With all that in mind, I want to turn to Paul’s exhortation to the church in Corinth. The original context is concerned with the raising of financial support for distribution as there was need. And that in itself is a challenge for us today, who, as a congregation, contribute around half of what we have been asked to contribute towards supporting our sisters and brothers in local churches across our Diocese. But our lens over this summer relates to ‘Christian teaching and learning about identity, sexuality, relationships and marriage,’ under the banner heading Living in Love and Faith, and there are principles that can be applied.

Firstly, we are neither self-sufficient nor solely self-determining, as an identifiable gathered community or as individuals. It is not what we say about ourselves, the narratives we tell, that matters, so much as how we are experienced by other people in relationship. This is true of those who say, ‘I am generous,’ but do not actually give generously. It is true of those who say, ‘I chose how I will identify, and be identified publicly’—and it is true of those who dismiss those who make such claims. Within the Church, we are invited and challenged to recognise that we find our truest self, and our healed relationship with others, in Jesus, and as part of his broken body.

To this end, we must be open to one another, in as much as we are able, and not accusing one another over the extent to which we are unable. But self-sufficiency and self-determinism are so embedded in us, and we are all less wise, more easily deceived, than we care to acknowledge. This is why our hearts—‘the genuineness of your love’—must be tested, again and again. This is also why our life must be seen, not hidden—open, proved—just as Jesus insisted that the woman who touched his cloak be seen by the crowd, and by his disciples, and that their own assumptions and prejudices also be seen, for what they are, in the light of her faith.
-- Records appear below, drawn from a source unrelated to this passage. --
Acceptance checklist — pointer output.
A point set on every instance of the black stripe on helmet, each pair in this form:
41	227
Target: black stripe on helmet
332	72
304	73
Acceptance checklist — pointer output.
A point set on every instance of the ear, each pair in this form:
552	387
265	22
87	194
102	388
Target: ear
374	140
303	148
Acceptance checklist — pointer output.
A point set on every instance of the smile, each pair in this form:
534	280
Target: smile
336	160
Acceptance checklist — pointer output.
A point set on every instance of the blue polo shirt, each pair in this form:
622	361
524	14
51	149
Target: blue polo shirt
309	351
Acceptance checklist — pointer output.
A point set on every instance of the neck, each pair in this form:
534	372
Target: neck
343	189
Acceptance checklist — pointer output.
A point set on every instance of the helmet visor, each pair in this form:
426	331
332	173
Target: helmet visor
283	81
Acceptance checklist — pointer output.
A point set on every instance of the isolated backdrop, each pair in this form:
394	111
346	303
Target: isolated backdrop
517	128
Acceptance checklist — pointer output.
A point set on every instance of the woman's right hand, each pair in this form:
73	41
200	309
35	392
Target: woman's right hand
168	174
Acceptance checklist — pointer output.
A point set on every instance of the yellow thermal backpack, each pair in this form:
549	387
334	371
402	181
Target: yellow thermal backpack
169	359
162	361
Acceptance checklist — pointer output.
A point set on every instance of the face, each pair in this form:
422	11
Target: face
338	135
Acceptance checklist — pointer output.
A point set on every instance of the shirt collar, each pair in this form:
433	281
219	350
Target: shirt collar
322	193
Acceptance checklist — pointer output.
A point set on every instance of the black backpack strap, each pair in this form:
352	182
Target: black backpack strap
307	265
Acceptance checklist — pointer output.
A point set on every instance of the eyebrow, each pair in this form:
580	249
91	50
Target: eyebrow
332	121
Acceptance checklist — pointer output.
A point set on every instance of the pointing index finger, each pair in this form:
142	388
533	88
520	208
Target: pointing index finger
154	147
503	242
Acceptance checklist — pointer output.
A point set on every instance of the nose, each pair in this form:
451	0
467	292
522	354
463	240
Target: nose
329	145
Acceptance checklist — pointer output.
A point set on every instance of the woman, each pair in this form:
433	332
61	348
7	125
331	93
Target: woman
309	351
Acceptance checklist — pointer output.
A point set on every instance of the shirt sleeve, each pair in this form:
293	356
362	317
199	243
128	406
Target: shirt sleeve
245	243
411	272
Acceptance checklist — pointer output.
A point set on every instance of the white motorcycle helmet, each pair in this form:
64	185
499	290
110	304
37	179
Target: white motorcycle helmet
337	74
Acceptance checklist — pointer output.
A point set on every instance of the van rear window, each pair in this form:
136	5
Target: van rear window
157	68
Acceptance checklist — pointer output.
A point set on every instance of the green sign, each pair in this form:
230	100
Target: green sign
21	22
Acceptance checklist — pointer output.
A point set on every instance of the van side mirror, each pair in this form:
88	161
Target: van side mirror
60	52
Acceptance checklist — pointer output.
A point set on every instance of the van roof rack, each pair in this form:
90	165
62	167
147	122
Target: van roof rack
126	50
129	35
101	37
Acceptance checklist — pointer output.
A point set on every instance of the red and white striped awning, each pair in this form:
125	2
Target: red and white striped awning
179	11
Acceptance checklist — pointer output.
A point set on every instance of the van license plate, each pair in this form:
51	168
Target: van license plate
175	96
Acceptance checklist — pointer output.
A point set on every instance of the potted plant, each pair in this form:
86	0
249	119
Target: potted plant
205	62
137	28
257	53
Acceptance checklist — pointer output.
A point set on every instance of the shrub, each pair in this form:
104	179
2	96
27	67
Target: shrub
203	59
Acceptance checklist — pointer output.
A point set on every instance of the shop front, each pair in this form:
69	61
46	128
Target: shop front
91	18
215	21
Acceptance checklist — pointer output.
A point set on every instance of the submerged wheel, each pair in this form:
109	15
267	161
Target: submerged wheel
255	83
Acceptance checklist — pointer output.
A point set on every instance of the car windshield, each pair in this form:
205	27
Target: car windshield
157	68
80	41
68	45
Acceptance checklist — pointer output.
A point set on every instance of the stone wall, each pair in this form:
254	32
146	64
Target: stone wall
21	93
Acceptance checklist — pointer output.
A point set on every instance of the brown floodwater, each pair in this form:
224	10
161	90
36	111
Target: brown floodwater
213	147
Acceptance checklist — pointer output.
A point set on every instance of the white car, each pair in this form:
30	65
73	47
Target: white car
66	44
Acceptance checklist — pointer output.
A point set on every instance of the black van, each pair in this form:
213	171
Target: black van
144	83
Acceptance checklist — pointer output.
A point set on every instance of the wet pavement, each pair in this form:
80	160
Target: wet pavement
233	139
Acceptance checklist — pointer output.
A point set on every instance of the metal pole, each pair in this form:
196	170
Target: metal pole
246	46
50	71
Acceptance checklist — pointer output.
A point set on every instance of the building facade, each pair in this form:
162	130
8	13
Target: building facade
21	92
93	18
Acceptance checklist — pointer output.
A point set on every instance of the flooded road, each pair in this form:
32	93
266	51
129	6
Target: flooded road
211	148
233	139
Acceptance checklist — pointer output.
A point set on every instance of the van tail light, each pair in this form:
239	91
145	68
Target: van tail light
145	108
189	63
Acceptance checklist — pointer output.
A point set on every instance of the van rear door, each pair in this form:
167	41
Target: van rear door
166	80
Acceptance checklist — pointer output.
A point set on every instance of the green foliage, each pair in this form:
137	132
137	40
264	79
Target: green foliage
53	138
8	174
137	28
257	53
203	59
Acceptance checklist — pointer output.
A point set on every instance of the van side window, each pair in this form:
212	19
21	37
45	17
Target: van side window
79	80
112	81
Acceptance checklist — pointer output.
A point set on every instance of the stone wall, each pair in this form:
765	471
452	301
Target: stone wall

‘All around us we see changing understandings of human identity, changing patterns of relationships and families, changing sexual attitudes and activity. What does it mean for followers of Jesus to walk in love, faith and holiness today?’ (from the Welcome to the Living in Love and Faith course). As proof of our love, and following the self-giving example of our Lord Jesus Christ, and Paul’s advice to the church in Corinth, let us not only exercise generosity, according to our means, but also administer generosity, according to the needs of different communities, different people. May we be eager for the wellbeing and full participation of others, as Titus was; and may we become known for proclaiming good news.